The 2 infected owners of farms A and B had histories of repeated visits to these farms and drinking raw camel milk. They were not in contact with other confirmed human cases of MERS-CoV infection. During the outbreak investigation, it was found that both farms A and B had no animal movement or introduction of new animals to the herds for at least 1 month prior to the reports of the 2 cases. It has been reported that camels are likely to be a major reservoir host for MERS-CoV and that infection with this virus among camels on the Arabian Peninsula seems to be common [3]. This indicated that the 2 farm owners may have acquired viral infection through aerosols, fomites, or direct contact with camels. However, the exact route of human or camel infection and whether camels in both farms were previously infected remains unknown.
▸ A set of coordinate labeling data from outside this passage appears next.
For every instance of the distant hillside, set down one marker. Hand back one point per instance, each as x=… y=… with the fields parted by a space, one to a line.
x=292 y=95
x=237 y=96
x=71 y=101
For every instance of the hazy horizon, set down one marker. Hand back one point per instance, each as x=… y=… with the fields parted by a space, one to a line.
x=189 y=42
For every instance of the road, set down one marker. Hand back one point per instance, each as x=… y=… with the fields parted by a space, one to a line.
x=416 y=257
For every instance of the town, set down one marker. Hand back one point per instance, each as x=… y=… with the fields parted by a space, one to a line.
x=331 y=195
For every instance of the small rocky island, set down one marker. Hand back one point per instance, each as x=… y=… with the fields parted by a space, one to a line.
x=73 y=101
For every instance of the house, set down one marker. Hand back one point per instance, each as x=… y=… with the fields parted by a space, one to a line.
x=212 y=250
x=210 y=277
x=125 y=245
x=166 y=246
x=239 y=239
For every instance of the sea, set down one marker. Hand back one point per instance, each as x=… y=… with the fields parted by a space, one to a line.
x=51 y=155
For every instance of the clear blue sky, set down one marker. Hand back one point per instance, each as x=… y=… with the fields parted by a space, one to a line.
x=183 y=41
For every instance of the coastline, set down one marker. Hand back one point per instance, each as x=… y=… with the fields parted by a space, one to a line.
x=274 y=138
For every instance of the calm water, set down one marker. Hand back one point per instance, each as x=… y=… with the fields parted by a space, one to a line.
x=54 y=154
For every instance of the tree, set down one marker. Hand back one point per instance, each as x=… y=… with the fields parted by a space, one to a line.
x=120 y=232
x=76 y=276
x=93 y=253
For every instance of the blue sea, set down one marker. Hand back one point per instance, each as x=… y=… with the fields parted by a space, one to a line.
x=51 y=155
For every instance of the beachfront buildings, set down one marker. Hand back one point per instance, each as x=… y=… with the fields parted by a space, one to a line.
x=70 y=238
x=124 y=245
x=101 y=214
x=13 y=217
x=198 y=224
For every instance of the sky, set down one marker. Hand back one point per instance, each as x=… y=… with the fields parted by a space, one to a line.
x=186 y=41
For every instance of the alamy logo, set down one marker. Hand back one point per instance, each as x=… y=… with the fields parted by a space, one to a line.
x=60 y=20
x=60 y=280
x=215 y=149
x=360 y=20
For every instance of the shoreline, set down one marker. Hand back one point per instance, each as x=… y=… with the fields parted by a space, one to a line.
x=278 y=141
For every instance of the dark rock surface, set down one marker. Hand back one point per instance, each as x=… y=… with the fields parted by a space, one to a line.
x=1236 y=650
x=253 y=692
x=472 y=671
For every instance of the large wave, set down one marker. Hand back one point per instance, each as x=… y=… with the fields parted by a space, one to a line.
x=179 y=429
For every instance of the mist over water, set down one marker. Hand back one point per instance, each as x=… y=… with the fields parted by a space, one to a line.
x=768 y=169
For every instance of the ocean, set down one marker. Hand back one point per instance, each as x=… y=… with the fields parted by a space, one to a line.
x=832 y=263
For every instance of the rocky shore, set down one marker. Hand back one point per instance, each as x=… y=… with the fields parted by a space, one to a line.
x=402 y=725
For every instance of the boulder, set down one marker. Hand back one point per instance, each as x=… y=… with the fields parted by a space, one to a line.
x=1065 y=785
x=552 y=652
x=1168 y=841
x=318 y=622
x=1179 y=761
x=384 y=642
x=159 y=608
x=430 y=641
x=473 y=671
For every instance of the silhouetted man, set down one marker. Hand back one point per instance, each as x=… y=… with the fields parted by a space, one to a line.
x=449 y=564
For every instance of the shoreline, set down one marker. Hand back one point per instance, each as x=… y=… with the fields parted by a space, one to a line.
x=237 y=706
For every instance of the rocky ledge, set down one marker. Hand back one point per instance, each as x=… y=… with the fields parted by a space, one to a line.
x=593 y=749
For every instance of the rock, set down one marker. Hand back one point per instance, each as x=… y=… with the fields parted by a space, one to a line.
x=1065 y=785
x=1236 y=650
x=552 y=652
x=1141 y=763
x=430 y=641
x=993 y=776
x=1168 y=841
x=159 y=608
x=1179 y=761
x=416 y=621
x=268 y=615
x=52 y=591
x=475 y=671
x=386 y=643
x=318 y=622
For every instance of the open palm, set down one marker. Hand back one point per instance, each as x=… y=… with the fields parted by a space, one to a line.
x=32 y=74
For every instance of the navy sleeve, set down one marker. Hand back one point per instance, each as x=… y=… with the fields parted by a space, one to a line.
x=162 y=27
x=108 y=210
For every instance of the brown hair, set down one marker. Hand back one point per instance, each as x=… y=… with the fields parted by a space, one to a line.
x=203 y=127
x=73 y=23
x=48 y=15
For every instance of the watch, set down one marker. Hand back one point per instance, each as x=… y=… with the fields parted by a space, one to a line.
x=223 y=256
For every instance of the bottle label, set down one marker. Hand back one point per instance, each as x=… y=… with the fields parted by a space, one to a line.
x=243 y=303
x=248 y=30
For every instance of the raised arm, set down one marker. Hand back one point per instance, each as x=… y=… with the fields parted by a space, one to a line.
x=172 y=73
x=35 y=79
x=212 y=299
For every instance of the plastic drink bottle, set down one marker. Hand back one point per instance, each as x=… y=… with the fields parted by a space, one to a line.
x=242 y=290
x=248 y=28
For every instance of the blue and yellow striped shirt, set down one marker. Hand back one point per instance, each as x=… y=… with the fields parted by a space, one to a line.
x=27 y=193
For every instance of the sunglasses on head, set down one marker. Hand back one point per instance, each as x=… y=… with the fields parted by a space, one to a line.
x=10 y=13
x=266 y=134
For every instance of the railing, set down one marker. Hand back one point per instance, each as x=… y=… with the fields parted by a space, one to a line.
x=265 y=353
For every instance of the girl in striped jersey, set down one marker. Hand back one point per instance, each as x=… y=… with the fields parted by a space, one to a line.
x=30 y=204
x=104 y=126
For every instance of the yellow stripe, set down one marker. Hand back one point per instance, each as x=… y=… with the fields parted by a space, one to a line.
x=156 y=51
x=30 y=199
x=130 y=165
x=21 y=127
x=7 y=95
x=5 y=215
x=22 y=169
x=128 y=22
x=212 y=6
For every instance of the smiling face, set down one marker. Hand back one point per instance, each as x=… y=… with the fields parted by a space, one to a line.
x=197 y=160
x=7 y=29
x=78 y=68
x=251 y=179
The 3 UAE partial (4.2-kb) camel sequences characterized in this study and 1 human concatenated sequences together with other camels sequences reported from the UAE formed a separate cluster located within the large cluster containing human and camel MERS-CoV sequences reported in the neighboring countries including the Kingdom of Saudi Arabia and Qatar. Furthermore, two camels partial sequences derived from camel farm exhibited 99.9 % identity with the corresponding sequences derived from human who had a history of contact with camels in the same farm. This has provided evidence of potential zoonosis and suggests a common origin.

In conclusion, the molecular detection of MERS-CoV in camel farms linked with human infections in the UAE has indicated that camels may have a role in the transmission of the virus to humans. However, for further understanding of the epidemiology of MERS-CoV in the UAE, more complete genome sequences from both human and camels are required.